Cette défense de Tesson gomme totalement un aspect central du personnage, désormais bien connu : son idéologie ultra-réactionnaire. Dans Réactions françaises, François Kruge, a montré comment la jeunesse de Sylvain Tesson a été marquée par des premiers pas sur Radio Courtoisie, radio historique de l’extrême-droite, et le financement de son premier grand voyage par une association d’anciens de l’OAS. En grandissant, le grand explorateur a poursuivi le parcours sous l’égide d’un mentor : Jean Raspail. Royaliste et figure littéraire de l’extrême-droite, celui-ci avait écrit en 1973, le camp des Saints, un best-seller xénophobe de l’extrême-droite qui raconte « la fin du monde blanc, sous l’invasion des millions et des millions d’hommes affamés, « sous-développé », qui constituent les trois quarts de l’humanité ».

Une proximité de Tesson avec l’extrême-droite qui s’incarne aussi dans ses liens avec des théoriciens d’extrême-droite. Son père, Phillipe Tesson, était un fidèle ami de Dominique Venner, l’un des inspirateurs la Nouvelle-Droite. Ces prises de positions sur le grand remplacement en novembre dernier ou encore ses sorties sexistes dans ses ouvrages sont par ailleurs explicites quant à l’idéologie que défend « l’aventurier ».

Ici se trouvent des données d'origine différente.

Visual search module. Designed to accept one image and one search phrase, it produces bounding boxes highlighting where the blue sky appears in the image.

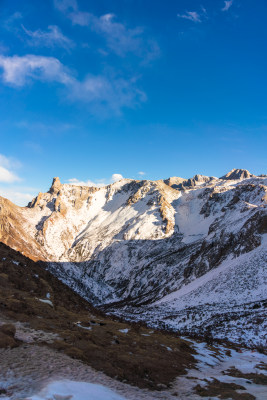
[0,0,267,205]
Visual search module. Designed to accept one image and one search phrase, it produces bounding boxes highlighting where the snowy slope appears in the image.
[2,170,267,344]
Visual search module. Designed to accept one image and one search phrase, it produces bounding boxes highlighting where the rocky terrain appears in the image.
[0,244,267,400]
[0,170,267,347]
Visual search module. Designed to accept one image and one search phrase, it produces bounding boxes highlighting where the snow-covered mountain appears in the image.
[0,170,267,344]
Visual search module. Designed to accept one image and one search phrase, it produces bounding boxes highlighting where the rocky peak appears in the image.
[220,168,255,180]
[49,177,62,194]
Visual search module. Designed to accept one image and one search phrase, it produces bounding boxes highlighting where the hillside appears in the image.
[0,170,267,346]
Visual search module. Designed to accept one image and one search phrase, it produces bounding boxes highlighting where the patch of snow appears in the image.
[119,328,129,333]
[38,299,54,307]
[28,381,126,400]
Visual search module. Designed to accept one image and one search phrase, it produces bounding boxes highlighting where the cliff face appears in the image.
[0,170,267,344]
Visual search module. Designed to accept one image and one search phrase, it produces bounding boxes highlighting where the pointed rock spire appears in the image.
[220,168,255,180]
[49,177,61,193]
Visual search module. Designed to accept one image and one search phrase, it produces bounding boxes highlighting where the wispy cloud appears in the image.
[55,0,160,61]
[3,11,23,31]
[22,25,75,50]
[0,154,21,183]
[222,0,233,11]
[67,174,123,187]
[177,11,202,22]
[0,54,73,86]
[0,54,146,114]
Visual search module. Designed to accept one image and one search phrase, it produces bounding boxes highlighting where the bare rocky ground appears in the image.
[0,243,267,400]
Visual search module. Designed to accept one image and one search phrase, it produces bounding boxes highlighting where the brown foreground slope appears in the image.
[0,243,195,389]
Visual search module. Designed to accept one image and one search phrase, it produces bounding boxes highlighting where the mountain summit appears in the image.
[0,170,267,345]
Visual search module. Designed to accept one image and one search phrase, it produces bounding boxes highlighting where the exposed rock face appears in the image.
[1,170,267,346]
[220,169,255,180]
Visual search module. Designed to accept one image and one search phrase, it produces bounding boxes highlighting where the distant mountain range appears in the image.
[0,169,267,346]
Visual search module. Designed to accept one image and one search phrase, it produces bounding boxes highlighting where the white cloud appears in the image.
[222,0,233,11]
[54,0,78,12]
[0,54,73,86]
[67,174,123,187]
[0,54,146,114]
[0,154,21,183]
[22,25,75,49]
[54,0,160,62]
[69,75,146,114]
[177,10,202,22]
[0,166,20,183]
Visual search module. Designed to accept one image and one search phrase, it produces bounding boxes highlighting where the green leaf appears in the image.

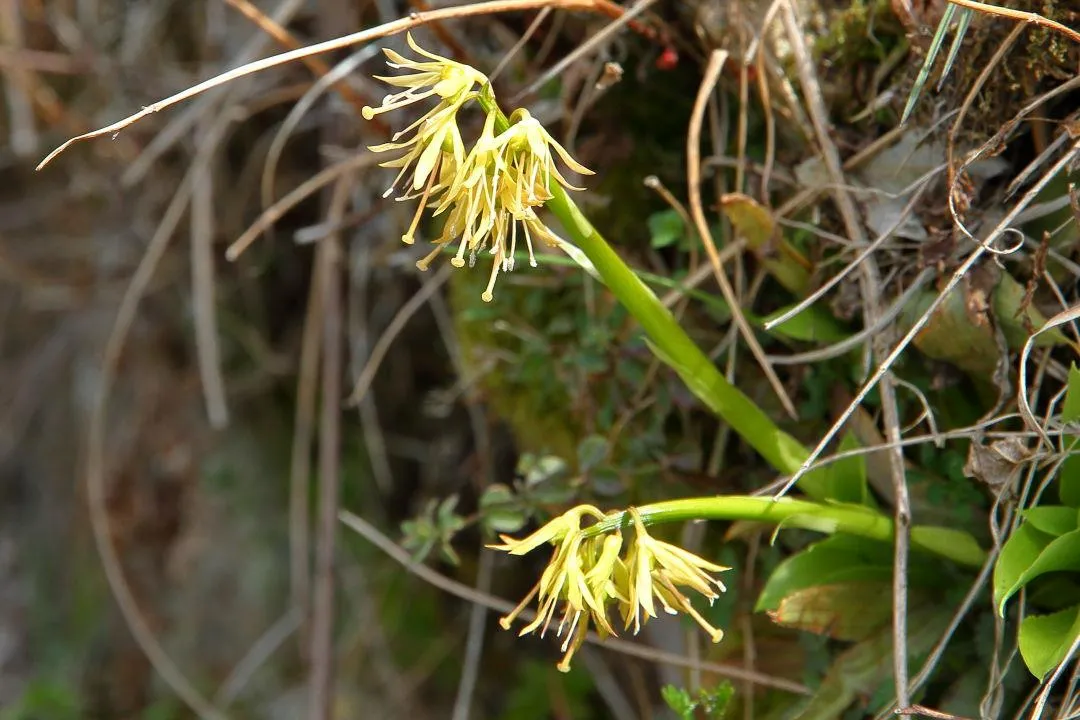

Quand le gouvernement légitime Tesson comme figure du festival, c’est ainsi un soutien politique ultra-réactionnaire, dans la continuité de ses emprunts au programme de l’extrême-droite dans la loi immigration, ou des sorties sur le « réarmement démographique »], indissociable de l’idéologie identitaire et raciste du déclin de l’Occident. Face à cette normalisation des idées de l’extrême-droite et de ceux qui en font la promotion, il faut soutenir les acteurs de la culture qui se mobilisent contre la nomination de Sylvain Tesson à la tête d’un festival qui aura lieu dans des sites culturels publics, mais surtout par la lutte dans la rue contre les lois racistes et xénophobes du gouvernement qui cherchent à nous diviser.